Algorithmia Blog

Remove NSFW Sections of Video using the VideoNudityDetection Microservice


You may already be familiar with Algorithmia’s nudity detector for images, but thanks to recent changes which allow us to parallel-process each frame of a video, you can now detect which segments of a video may contain nudity. We’ll use this new microservice, video nudity detection, to create a “safe-for-work” version of our video by stripping out the sections which contain nudity.

Step 1: Install the Algorithmia Client

This demo is written using our Python client, but also we support a wide range of other programming languages.
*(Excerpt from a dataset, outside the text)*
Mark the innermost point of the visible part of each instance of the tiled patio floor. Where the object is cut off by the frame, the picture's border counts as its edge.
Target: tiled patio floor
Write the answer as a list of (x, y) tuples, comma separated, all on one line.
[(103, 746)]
Installing the Algorithmia client is simple. Just use pip to install the package:

pip install algorithmia

You’ll also need a free Algorithmia account, which includes 5,000 free credits a month.

Sign up at Algorithmia.com and then grab your API key.
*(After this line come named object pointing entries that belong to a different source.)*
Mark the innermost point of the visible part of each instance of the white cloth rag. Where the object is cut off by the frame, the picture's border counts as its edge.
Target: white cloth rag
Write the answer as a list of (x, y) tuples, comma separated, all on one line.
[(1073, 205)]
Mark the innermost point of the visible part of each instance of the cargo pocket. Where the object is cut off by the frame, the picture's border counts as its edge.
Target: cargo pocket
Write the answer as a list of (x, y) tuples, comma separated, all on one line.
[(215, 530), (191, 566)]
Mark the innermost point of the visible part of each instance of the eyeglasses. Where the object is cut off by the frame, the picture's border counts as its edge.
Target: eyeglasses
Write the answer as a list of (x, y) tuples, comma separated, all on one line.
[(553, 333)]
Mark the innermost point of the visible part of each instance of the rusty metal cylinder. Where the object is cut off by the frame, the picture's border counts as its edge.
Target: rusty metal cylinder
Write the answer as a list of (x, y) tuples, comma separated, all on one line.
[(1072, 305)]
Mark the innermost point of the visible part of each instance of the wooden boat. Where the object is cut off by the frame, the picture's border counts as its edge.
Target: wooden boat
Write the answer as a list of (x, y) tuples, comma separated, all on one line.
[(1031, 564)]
Step 2: Call the Language Detection Microservice

It only takes a few lines of code to call any of our algorithms. Let’s wrap them up in a function:

import Algorithmia

client = Algorithmia.client('your_api_key')

def detect_nudity(source_uri):
    """Determine what time-ranges of a video contain nudity"""
    algo = client.algo('sfw/VideoNudityDetection/0.1.0')
    algo.set_options(timeout=15*60)
    data = {'source':source_uri}
    return algo.pipe(data).result

This function merely takes the URI of a file, sends that parameter to the microservice (as the value “source” in a JSON structure), and returns the result.

Note that we specify the name of the microservice, sfw/VideoNudityDetection, in our call to client.algo(). We could use a similar pattern to call any other algorithm by simply changing that parameter. We’ve also appended the most recent version number (0.1.0) to that call. While it is possible to omit the version number, this would mean that future updates to the algorithm could potentially break your code if there are significant changes to its response format.

Manipulating videos takes time, so we’ve increased the timeout to 15 minutes via algo.set_options(). The default is 5, but we could go up to 50 minutes for larger files.

Looking at the page describing the algorithm, we can see that it expects the input value “source” to be either an HTTP URL or a data URI (data://) for a file in Algorithmia’s Data Portal. Since it is convenient to be able to edit files which are stored on your local computer, and which may not be available via an HTTP URL, we’ll want a function which uploads a local file into the data portal:

from uuid import uuid4

def upload_file(local_file):
    """Copy local_file to Algorithmia temporary datastore"""
    video_dir = 'data://.my/videos/'
    if not client.dir(video_dir).exists():
        client.dir(video_dir).create()
    video_file = video_dir+str(uuid4())
    client.file(video_file).putFile(local_file)
    return video_file

Note the value of video_dir, “data://.my/videos”, which indicates that I’ll be using a collection called “videos” inside my Hosted Data area. While we could create a collection manually by clicking “Add Collection” under My Collections, we’ve instead chosen to simply create a directory via Data API.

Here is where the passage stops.